G7 leaders have finalised details surrounding a $50 billion loan to aid Kyiv, backed by profits from Russian sovereign assets frozen after its invasion of Ukraine, according to a statement released on Friday.
Leaders of the Group of Seven wealthy democracies said they “have reached a consensus on how to deliver” the loans of approximately $50 billion, with an aim to start disbursing funds by the end of this year.
“The loan proceeds will be disbursed through multiple channels to support Ukraine’s budgetary, military and reconstruction assistance,” G7 leaders added.
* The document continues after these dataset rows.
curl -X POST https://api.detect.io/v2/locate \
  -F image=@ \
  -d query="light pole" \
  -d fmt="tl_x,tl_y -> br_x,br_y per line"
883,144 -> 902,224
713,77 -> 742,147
Their announcement came as world financial leaders gathered in Washington this week for meetings hosted by the International Monetary Fund and World Bank.
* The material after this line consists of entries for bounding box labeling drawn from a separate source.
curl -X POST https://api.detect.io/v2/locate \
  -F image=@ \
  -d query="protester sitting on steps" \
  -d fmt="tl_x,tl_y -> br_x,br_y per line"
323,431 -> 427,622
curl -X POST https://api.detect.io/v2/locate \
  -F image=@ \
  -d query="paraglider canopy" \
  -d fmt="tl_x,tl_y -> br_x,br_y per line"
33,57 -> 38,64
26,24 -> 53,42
Finance ministers have “agreed on a technical solution ensuring consistency, coordination, fair distribution of lending, and solidarity among all G7 partners,” the statement said.
“We will not tyre in our resolve to give Ukraine the support it needs to prevail,” the leaders added.
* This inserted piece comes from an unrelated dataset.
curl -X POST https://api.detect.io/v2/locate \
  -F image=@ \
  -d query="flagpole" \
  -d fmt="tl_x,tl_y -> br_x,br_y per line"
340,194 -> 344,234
They called on Moscow to end its war and pay for damage caused to Ukraine.
This week, US President Joe Biden said that as part of the G7 package, the United States would provide $20 billion in loans to Ukraine, to be paid back by the interest earned from immobilized Russian sovereign assets.
This is aimed at supporting Ukraine now, “without burdening taxpayers.” “Our efforts make it clear: tyrants will be responsible for the damages they cause,” Biden said.
US Treasury Secretary Janet Yellen signed a statement Wednesday with her Ukrainian counterpart Sergii Marchenko marking their intent to enter into the loan.
The move also committed that new United States or Ukrainian tax dollars would not be the source of repayment.
Economic concerns remain top-of-mind for US voters, with just over a week to go before the country’s presidential election on November 5.
Washington aims to provide at least $10 billion of the loans for economic support, with the other half expected to take the form of military aid.
But this will require additional authorization from Congress.
The remaining $30 billion in loans is set to come from a combination of G7 partners, including the European Union, United Kingdom, Canada and Japan, US officials said.
The EU, which has frozen roughly $235 billion of Russian central bank funds -- the vast bulk of immobilised Russian assets worldwide -- said it would contribute approximately EUR18 billion ($19.4 billion).
“Russia must end its illegal war of aggression and pay for the damage it has caused,” the 27-nation bloc’s chief, Ursula von der Leyen, said in a statement.
“We’re steadfast in our solidarity with Ukraine’s fight for freedom.” Implementation of the G7 loan suffered from delays as the United States had sought guarantees from the EU that the Russian assets would remain frozen.
“We have once again made clear our unwavering commitment to stand by Ukraine for as long as it takes,” said the G7 statement on Friday.
“Time is not on President (Vladimir) Putin’s side.”
Separately, Ukraine’s consumer inflation rose to 8.6% year-on-year in September driven by rising energy prices, higher business costs, and a lower harvest, the statistics service said.
Inflation was 7.5% year-on-year in August. The statistics service said in a statement that monthly inflation was at 1.5% in September.
The statistics data showed that September inflation was driven by a rise in utilities tariffs and higher electricity prices. Ukraine’s power sector is in crisis due to intensified Russian bombardments of the energy infrastructure.
Ukraine’s gross domestic product grew by 3.9% year-on-year in the first eight months of the year, the economy ministry said in September.
The ministry also said in a statement that GDP had grown by 3.5% year-on-year in August.
Yulia Svyrydenko, first deputy prime minister and economy minister, said that better access to electricity over the last month had helped drive economic growth and boosted business and consumer confidence in the near term.
She said the transport and building sectors as well as retail had helped drive the economic expansion from January to August.
Ukraine’s economy has been devastated by Russia’s invasion, with GDP falling by about 29% in 2022.
Thanks to billions in foreign financial aid and Ukrainian businesses’ adaptability and resilience, the economy returned to growth in 2023, rising by 5.3%.
But this year businesses are facing severe energy shortages and the government expects GDP growth to slow to 3.5% in 2024.